E insomma Buon Viaggio nel tempo futuro che pare ci sarà regalato. Gran regalo, grande viaggio.


giovedì 24 dicembre 2015

Quella Notte.



Buon  Natale gente.

RACCONTO DI NATALE

Non potevi lasciare incustodite le pecore di notte. Le rubavano. Serviva una guardia notturna e Aaron e Eleazar erano lì per questo, appoggiati a due nodosi bastoni e infagottati nelle vesti di lana contro il freddo di una notte di inverno.
“ Aaron” disse Eleaza “guarda le pecore”
“ Le  pecore? Che hanno le pecore? Sono normali pecore con quelle due bestiacce cornute dei montoni, ecco tutto”
“Aaron, le pecore stanno tutte ferme e girate di là e anche Zannut e Cornoc”
“ Zannut  lo sgozzo una volta o l'altra. Ieri mi sono chinato per un pugno di more e quel fottuto mi ha...”
“ Aaron,  c'è qualcosa che non va. Lo senti il silenzio?”
“ Lo  seeenti  il silenziiio?” gli fece il verso Aaron “ e come si fa a sentire il silenzio, scimunito? Capisci meno del capro”
“ E  la stella?”
“ Che  stella?”
Aaron non era uomo da guardare spesso il cielo.

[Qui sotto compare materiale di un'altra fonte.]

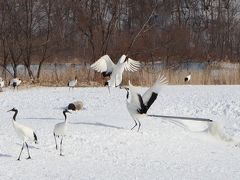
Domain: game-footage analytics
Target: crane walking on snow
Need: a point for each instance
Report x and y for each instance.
(105, 66)
(72, 83)
(24, 133)
(60, 131)
(15, 82)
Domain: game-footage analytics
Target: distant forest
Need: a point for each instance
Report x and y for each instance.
(80, 31)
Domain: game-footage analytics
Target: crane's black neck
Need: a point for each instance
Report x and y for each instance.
(15, 115)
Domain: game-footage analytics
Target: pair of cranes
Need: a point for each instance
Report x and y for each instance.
(137, 104)
(26, 133)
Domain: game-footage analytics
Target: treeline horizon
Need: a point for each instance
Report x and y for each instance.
(81, 31)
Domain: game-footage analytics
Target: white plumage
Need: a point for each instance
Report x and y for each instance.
(1, 83)
(60, 130)
(187, 78)
(105, 66)
(138, 105)
(24, 133)
(15, 82)
(72, 83)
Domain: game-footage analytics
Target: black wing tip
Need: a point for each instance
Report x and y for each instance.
(35, 138)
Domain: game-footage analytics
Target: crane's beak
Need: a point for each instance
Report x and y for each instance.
(109, 89)
(68, 112)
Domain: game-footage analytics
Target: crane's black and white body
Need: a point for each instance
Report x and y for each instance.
(24, 133)
(138, 104)
(15, 82)
(1, 84)
(72, 83)
(105, 66)
(60, 130)
(187, 78)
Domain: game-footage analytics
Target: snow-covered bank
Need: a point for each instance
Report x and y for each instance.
(100, 144)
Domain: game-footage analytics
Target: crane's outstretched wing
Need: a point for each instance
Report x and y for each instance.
(151, 94)
(129, 64)
(103, 65)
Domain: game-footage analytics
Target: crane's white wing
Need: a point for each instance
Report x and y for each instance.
(104, 64)
(72, 83)
(129, 64)
(151, 94)
(1, 84)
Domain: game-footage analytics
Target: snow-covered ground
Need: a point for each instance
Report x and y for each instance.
(100, 144)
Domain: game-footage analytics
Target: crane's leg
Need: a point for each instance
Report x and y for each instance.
(134, 125)
(20, 153)
(139, 125)
(29, 157)
(55, 140)
(61, 147)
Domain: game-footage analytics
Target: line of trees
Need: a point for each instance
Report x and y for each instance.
(40, 31)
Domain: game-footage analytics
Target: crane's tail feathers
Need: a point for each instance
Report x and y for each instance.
(216, 130)
(162, 80)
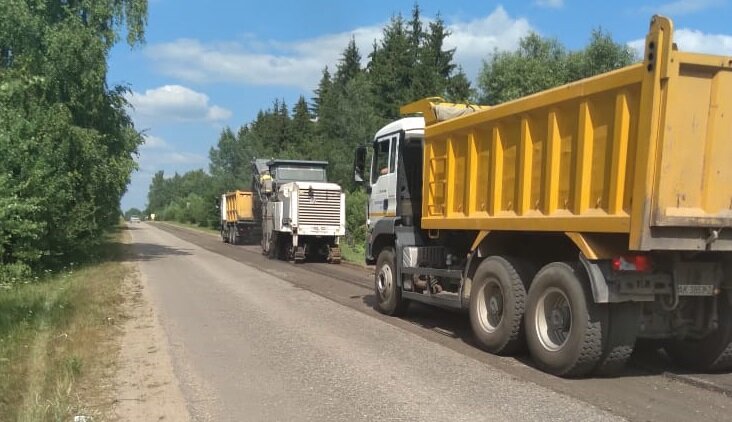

Un uomo pratico, posato e operoso: moglie, tre figli, il gregge, il formaggio, il denaro…Cose con-cre-te come ripeteva spesso a Eleazar che tendeva a starsene con la testa tra le nuvole.
“ Quella  stella sulla capanna in fondo al recinto.”
La stella era una stella davvero grande e stava proprio a perpendicolo sulla capanna del vecchio Amos, illuminando intorno e creando strane ombre dagli alberi.
“ Oh  accidenti! Non l’avevo vista. Ma c’era quando siamo arrivati?”
Eleazar fece di no col capo.
“ Beh,  le stelle sono fuochi nel cielo. Questa è un po’ più grossa.”
Le pecore si mossero tutte insieme verso la capanna coi montoni dietro.
“ Ma  dove vanno queste cretine? Frusta su, bestiacce!” Aaron assestò un paio di legnate a due pecore che continuarono imperterrite a camminare a capo basso verso la capanna. Il montone Zannut interpretò le legnate come minacce alle pecore e si avventò. Arrivò su Aaron e con una cornata secca e precisa lo buttò in terra.
“ Oh  per…ah diav…ma io lo scanno e lo friggo nel suo grasso!” Aaaron era un uomo pio come tutti i buoni israeliti e non avrebbe mai nominato il nome di Dio invano, ma Zannut le bestemmie le levava di  bocca....
Da terra vide la vedova Elisheva che andava velocemente verso la stalla con dei panni intorno al braccio.
“Ma che succede?” chiese Aaron da terra. 
“C’è una di Galilea che partorisce”
“ Nella  stalla?”
“Non c’era posto nella locanda. Questa viene da Nazareth e quello lì sulla porta è il marito”
“ Da  Nazareth? Questi puzzolenti pescatori…”
“ E’ brava gente”
“ Sì, tutti bravi e buoni ma sempre Galilei sono”
“ Aaron…” disse Eleazar “ guarda là su”
Indicò  il tetto a capanna della stalla dove c’era indubitabilmente la figura di un giovane che splendeva di una luce sua.
“ Che  ci fa quell’ idiota là su? Ma che succede stasera?”
Le pecore s’erano disposte tutte intorno alla porta della stalla. Non belavano, non brucavano. Zannut e Cornoc s’era seduti, cosa mai vista.
“ Che  ci fai sul tetto?”
“Non temete, ecco vi annunzio una grande gioia, che sarà di tutto il  popolo:  oggi vi è nato nella città di Davide un Salvatore, che è il Cristo Signore.  Questo per voi il segno: troverete un bambino avvolto in fasce, che giace in una mangiatoia.” Eleazar si buttò in ginocchio.
Aaron rispose a muso duro:
“ E  da quando i salvatori del popolo  nascono nelle mangiatoie? Un bimbo in fasce, poi! Scendi  mentecatto !”
Si sentì un vagito e le pecore chinarono la testa tutte insieme e i capri belarono forte. Eleazar batté la fronte a terra, poi si alzò e si incamminò verso la stalla.
Aaron scosse il capo. “ Credulone.  Il salvatore ,  il Cristo Signore…Un Galileo, ma via. Un poveraccio, figuriamoci. Domani per fortuna se ne saranno scordati tutti.” Girò le spalle alla capanna e se ne andò a dormire. Alle pecore ci pensasse quell’ imbecille di Eleazar.
Alle sue spalle   apparve con l'angelo la moltitudine dell'esercito celeste che lodava Dio e diceva:
«Gloria a Dio nel più alto dei cieli
e pace in terra agli uomini che egli ama».
Era il primo Natale ma Aaron non lo seppe mai.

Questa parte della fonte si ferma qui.